Férias de julho podem virar dívida até 2027 sem planejamento financeiro

Especialistas alertam que a falta de organização financeira pode transformar poucos dias de lazer em um longo período de aperto no orçamento

As alterações incluem o fechamento de experiências tradicionais dos parques e a chegada de novas áreas temáticas

Destinos como Orlando, nos Estados Unidos, seguem entre os mais procurados pelos brasileiros/Unsplash/Aditya Vyas

Com a aproximação das férias escolares de julho, muitas famílias já começam a planejar viagens nacionais e internacionais.

Mas especialistas alertam que a falta de organização financeira pode transformar poucos dias de lazer em um longo período de aperto no orçamento, especialmente em viagens ao exterior, onde despesas em dólar elevam significativamente os custos.

Destinos como Orlando, nos Estados Unidos, seguem entre os mais procurados pelos brasileiros, impulsionados pela oferta de parques temáticos, opções de compras e entretenimento.

Além dos gastos com passagens aéreas, hospedagem e ingressos, despesas com alimentação, transporte local, câmbio e compras costumam pesar no orçamento e, quando não são consideradas no planejamento inicial, podem gerar endividamento prolongado.

Segundo Ricardo Hiraki Maila, especialista em educação financeira e sócio-fundador da Plano Fintech, um dos erros mais frequentes é avaliar apenas o valor das parcelas da viagem, sem considerar o custo total da operação.

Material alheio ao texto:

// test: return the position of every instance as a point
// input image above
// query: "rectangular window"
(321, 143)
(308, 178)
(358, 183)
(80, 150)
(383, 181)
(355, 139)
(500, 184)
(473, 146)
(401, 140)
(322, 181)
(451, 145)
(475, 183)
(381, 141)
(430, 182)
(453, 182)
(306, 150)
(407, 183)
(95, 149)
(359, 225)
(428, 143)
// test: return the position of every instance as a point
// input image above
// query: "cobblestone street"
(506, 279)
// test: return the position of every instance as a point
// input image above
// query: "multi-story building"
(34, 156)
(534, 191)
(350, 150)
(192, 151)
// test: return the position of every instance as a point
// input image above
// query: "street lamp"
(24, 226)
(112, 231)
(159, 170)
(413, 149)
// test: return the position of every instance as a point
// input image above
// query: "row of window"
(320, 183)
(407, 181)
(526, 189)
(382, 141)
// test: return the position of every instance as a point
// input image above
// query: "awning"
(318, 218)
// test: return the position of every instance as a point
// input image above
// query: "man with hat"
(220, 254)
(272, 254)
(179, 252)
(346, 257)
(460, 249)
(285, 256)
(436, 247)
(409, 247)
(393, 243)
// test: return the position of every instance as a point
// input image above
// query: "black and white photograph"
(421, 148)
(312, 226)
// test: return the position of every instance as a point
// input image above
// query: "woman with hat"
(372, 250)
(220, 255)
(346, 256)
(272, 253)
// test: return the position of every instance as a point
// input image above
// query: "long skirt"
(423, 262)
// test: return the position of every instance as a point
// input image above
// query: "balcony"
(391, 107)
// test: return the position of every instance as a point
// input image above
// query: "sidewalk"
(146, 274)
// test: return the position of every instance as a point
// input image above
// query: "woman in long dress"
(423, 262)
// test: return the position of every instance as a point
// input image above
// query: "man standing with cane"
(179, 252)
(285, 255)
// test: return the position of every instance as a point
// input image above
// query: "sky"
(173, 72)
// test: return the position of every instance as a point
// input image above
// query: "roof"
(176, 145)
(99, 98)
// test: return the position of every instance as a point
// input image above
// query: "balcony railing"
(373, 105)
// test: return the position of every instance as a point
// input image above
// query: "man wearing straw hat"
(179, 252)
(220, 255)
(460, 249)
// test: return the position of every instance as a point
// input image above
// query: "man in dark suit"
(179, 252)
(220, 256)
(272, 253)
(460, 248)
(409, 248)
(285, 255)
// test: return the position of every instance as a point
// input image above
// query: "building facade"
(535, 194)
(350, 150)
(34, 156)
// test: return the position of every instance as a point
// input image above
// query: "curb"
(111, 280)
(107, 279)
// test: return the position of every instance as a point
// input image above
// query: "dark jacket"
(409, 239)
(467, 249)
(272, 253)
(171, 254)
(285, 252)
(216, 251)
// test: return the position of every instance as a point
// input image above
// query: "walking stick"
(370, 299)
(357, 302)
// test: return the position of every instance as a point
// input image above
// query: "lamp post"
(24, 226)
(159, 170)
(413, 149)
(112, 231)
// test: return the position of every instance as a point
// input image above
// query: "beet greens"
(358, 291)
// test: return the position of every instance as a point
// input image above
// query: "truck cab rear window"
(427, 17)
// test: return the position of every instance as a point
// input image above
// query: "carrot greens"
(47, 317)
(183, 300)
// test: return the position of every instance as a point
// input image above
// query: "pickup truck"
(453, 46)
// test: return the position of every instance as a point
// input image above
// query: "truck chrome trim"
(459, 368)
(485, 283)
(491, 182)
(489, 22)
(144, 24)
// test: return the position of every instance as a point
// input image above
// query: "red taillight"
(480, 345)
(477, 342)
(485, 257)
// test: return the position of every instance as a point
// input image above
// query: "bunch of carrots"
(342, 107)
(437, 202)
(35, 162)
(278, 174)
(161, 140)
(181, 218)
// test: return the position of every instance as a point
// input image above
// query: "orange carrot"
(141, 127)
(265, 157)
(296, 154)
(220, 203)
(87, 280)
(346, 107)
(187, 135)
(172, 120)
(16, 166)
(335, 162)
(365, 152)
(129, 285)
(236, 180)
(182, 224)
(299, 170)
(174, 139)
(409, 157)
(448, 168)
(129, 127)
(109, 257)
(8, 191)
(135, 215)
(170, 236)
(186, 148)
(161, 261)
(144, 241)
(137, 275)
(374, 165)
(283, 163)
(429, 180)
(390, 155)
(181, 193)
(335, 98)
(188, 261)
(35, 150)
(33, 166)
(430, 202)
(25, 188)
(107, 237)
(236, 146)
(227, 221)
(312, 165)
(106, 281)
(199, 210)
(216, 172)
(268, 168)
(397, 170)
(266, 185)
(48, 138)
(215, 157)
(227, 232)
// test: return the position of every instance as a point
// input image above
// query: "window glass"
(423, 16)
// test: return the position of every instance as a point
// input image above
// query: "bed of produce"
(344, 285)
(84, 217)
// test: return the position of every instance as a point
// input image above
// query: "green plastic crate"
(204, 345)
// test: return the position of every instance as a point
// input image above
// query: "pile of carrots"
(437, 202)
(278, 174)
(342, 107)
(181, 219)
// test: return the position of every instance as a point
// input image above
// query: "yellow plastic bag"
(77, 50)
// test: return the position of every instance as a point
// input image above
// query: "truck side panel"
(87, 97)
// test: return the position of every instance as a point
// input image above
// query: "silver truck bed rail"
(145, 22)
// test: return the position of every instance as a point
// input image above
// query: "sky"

“Muitas famílias acreditam que a viagem cabe no orçamento porque a parcela parece acessível. O problema surge quando ela se soma a outras despesas, como gastos no cartão internacional e compras parceladas feitas durante a viagem”, afirma.

O que copromete as finanças

Entre os principais fatores que costumam comprometer as finanças após as férias estão o parcelamento prolongado de passagens e hospedagem, a alta do dólar, o uso excessivo do cartão de crédito internacional e as compras por impulso realizadas durante a viagem. Esses gastos frequentemente são subestimados no planejamento inicial e acabam pesando no orçamento por vários meses após o retorno.

Dados do Ministério de Portos e Aeroportos mostram que a aviação civil brasileira registrou 129,6 milhões de passageiros em 2025, o maior volume da série histórica, refletindo o crescimento da demanda por viagens.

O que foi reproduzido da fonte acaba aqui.